December 26, 2024

Federal Reserve Chairman Powell held a press conference after holding a two-day interest rate policy meeting in Washington, the United States, on July 31, 2024.

Kevin Mohart | Reuters

While all attention will be on Federal Reserve Chairman Jerome Powell’s policy speech on Friday, the chances of it containing any shocking news appear slim.

After all, the market has made up its mind: the Federal Reserve will start cutting interest rates in September and may continue to do so until the end of this year and into 2025.

While some questions remain about the magnitude and frequency of cuts, Powell can now only briefly review the past and provide some limited guidance on what lies ahead.

“Stop me if you’ve heard this before: They still rely on data,” said Lou Crandall, a former Fed official who is now chief economist at Wrightson-ICAP. The company has been with us for over 40 years. He expected Powell to be “clear in direction, but how quickly and when exactly will depend on the data between now and the meeting. There’s no doubt they’ll start cutting back in September.”

The speech will be delivered at 10 a.m. ET at the Federal Reserve’s annual meeting of global central bankers in Jackson Hole, Wyoming. The meeting is titled “Reassessing the Effectiveness and Transmission of Monetary Policy” and will last until Saturday.

If there were any doubts about the Fed’s intention to deliver at least a quarter-percentage point rate cut at its Sept. 17-18 Open Market Committee meeting, those were put to rest on Wednesday. Minutes of the July meeting showed that barring any surprises, an “overwhelming majority” of members supported a rate cut in September.

On Thursday, Philadelphia Fed President Patrick Harker further elaborated on this point, telling CNBC that “we need to start the process of lowering interest rates in September.”

a guiding question

One major question is whether the first decline in more than four years will be a quarter of a percentage point or a half-percentage point, a topic Harker was reluctant to discuss. The market is betting on a quarter, but there’s still a one-in-four chance of betting on a quarter, according to CME Group. Fed Watch.

A half-percentage change would likely require a significant deterioration in economic data between now and then, especially with another weak non-farm payrolls report in two weeks.

“While I think the Fed’s base case is that they’re going to raise rates for a quarter, and my base case is that they’re going to raise rates for a quarter, I don’t think they’re going to feel the need to provide any guidance on that,” Crandall said. explain.

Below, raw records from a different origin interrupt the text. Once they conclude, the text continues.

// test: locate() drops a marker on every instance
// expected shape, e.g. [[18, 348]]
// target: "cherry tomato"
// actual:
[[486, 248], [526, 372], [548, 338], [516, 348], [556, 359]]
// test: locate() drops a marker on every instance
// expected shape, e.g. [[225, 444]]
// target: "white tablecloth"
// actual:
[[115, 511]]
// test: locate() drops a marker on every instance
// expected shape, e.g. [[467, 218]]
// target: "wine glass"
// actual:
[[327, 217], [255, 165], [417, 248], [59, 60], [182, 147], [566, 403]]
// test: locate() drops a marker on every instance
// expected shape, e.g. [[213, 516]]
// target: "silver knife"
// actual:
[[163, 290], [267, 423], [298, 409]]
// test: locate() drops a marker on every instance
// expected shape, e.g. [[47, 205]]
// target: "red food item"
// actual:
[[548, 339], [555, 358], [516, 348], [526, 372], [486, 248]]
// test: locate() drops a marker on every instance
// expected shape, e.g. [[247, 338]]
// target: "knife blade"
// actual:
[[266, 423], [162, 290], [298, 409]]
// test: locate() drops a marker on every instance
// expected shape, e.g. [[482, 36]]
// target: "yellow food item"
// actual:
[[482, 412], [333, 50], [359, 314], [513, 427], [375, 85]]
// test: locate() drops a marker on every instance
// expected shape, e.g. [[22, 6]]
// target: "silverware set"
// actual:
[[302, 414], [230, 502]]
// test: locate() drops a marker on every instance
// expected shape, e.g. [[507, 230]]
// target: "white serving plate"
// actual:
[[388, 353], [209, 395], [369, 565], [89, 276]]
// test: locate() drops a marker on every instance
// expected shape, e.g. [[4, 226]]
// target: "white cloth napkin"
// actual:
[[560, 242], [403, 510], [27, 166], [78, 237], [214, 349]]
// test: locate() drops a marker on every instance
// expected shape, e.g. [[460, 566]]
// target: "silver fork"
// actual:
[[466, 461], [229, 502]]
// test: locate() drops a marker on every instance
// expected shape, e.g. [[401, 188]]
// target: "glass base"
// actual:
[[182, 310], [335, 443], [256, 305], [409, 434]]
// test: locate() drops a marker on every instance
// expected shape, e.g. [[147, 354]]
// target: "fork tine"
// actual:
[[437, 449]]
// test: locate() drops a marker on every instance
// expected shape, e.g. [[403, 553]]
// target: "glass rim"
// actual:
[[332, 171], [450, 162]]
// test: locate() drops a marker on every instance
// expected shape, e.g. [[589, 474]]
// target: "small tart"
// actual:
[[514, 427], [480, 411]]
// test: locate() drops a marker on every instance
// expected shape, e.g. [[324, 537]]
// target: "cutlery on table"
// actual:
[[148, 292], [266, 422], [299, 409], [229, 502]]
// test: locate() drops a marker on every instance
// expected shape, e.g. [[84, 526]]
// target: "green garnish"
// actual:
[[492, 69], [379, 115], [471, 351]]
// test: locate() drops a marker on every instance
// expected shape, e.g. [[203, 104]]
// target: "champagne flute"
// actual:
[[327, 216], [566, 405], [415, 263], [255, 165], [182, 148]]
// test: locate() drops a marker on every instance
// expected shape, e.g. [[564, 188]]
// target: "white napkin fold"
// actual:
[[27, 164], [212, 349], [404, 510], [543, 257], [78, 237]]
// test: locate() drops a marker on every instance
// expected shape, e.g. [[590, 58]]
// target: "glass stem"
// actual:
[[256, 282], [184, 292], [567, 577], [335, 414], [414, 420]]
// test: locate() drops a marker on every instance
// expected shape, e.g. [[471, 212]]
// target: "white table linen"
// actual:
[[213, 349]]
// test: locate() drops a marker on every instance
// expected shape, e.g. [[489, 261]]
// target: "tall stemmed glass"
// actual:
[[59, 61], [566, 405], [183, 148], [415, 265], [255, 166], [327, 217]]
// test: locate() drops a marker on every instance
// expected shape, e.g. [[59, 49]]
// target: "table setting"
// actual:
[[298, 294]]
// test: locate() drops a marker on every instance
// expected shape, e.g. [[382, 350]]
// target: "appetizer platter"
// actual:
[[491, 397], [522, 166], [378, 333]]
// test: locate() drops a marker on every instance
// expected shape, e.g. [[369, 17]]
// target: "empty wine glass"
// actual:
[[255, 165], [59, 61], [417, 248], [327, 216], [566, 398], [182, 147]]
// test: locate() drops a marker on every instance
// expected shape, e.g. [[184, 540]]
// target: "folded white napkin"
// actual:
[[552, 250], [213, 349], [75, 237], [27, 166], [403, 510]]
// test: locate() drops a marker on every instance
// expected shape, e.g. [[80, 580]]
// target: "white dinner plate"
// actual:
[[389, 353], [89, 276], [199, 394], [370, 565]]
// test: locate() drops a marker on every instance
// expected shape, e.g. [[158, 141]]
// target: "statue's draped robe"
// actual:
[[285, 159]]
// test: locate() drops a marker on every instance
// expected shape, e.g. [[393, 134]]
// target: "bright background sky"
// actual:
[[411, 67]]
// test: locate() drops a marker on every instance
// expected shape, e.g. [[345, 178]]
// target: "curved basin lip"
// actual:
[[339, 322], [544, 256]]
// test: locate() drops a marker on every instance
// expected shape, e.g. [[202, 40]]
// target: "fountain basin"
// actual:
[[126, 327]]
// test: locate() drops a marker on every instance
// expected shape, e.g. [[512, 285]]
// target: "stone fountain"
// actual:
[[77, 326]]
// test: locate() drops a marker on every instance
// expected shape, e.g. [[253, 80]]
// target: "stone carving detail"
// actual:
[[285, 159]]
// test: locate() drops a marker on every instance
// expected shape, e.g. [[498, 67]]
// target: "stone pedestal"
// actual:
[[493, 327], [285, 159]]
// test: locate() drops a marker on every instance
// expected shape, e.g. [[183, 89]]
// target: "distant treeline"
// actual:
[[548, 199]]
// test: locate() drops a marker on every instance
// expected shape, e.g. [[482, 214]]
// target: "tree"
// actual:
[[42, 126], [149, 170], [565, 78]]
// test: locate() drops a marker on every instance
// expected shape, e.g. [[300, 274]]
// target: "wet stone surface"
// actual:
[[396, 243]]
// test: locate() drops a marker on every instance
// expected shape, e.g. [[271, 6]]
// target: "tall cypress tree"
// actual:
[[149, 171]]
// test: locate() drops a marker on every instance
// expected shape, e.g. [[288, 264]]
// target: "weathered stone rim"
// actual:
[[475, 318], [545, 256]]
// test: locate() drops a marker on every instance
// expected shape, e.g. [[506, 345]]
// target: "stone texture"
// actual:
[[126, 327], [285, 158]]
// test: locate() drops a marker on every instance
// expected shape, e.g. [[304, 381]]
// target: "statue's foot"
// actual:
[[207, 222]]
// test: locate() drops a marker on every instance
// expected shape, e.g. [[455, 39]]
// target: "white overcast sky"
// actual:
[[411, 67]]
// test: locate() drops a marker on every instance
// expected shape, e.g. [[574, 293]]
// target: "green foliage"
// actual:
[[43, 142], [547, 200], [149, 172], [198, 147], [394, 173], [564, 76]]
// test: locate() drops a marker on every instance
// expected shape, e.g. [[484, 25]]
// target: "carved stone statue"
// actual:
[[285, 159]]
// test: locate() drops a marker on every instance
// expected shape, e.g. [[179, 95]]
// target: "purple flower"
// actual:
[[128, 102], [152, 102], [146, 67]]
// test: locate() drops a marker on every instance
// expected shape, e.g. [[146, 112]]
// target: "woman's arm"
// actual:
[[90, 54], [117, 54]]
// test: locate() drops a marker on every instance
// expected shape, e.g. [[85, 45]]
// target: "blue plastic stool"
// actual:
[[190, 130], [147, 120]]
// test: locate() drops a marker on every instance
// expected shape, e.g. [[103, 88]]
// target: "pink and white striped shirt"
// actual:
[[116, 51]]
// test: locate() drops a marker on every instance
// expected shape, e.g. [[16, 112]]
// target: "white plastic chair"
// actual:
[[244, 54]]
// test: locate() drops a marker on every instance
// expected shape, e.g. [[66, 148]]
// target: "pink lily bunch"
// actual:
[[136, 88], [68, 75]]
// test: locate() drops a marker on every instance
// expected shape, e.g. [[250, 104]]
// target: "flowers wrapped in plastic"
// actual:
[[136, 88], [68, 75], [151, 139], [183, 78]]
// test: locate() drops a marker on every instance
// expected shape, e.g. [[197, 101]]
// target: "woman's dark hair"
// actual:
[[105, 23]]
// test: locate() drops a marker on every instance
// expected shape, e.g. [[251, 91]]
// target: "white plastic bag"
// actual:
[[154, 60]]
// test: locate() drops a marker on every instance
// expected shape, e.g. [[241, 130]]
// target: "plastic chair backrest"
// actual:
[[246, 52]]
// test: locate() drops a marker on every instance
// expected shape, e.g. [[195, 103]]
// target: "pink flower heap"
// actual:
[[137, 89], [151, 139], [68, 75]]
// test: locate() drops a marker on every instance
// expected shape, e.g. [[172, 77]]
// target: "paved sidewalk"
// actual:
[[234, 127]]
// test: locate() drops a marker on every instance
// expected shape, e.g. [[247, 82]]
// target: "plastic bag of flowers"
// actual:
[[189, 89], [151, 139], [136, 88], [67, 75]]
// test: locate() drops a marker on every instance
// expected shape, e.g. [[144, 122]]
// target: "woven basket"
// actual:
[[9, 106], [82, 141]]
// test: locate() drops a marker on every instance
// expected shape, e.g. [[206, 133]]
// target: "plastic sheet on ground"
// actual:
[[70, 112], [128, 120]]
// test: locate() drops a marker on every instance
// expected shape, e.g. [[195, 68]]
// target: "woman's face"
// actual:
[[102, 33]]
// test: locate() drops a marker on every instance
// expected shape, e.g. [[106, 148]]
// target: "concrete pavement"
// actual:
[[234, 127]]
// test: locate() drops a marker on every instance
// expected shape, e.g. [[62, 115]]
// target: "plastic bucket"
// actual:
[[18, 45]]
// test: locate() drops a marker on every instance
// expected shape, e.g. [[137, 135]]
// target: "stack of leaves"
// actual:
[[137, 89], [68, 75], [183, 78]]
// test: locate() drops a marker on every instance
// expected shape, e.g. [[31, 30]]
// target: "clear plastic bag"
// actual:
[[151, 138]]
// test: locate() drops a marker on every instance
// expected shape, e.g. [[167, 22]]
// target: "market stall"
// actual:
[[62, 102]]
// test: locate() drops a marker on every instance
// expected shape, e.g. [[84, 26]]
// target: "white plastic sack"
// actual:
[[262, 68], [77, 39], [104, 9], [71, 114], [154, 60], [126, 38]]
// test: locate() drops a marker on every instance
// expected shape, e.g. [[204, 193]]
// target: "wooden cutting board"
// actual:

In previous years, Powell has used Jackson Hole speeches to outline broad policy initiatives and provide clues about the future of policy.

In his first appearance in 2018, he outlined his views on “neutral” or stable interest rates and unemployment. A year later, he said a rate cut was imminent. In a speech delivered during racial protests in 2020, Powell unveiled a new approach that would allow inflation to be higher than usual without raising interest rates to promote a more inclusive job market. However, this “flexible average inflation target” would precede a period of soaring prices, leaving Powell with a delicate policy minefield to navigate over the next three years.

This time, the task will be to confirm market expectations while expressing his impressions of the economy, particularly the easing of inflationary pressures and some concerns about the labor market.

“The key for us will be Chairman Powell’s tone, which we expect will tilt toward dovishness” or toward lower interest rates, Jack Janasiewicz, chief portfolio strategist at Natixis Investment Managers Solutions, said in written comments. “In short, inflation continues to move towards the 2% target at a pace that appears to be exceeding consensus. Combine this with signs that the labor market is softening and one feels there is no need to remain hawkish.”

Listen to the market

The Fed has kept its key overnight borrowing rate unchanged for the past 13 months after a series of aggressive rate hikes. Markets mostly performed well under the high interest rate regime, but There was a brief revolt after the July meeting amid worsening labor conditions and signs of weakness in manufacturing.

Powell is expected to at least acknowledge some economic headwinds and the Fed’s progress in fighting inflation.

“Given the data released since then, we expect Powell to express more confidence in the outlook for inflation and emphasize downside risks to the labor market more than he did at the press conference after the July FOMC meeting,” Goldman Sachs said. Sachs said (Sachs) Economist David Mericle said in a recent report.

Goldman Sachs is on the verge of reaching the market consensus: a rate cut at each of the next three meetings, followed by more easing in 2024, ultimately cutting the federal funds rate by about 2 percentage points — a policy path that would end in 2024. Be prepared for the year.

The Fed chairman has claimed to be insensitive to financial market moves, but Powell has undoubtedly seen the reaction after the July meeting and wants to allay concerns that the Fed will continue to wait before starting to ease policy.

“Powell tends to be supportive of stocks,” said Komal Sr-Kumar, global head of strategy at Sri-Kumar. “He’s said time and time again that interest rates are going to come down. They haven’t come down, but this time, he’s going to do it.”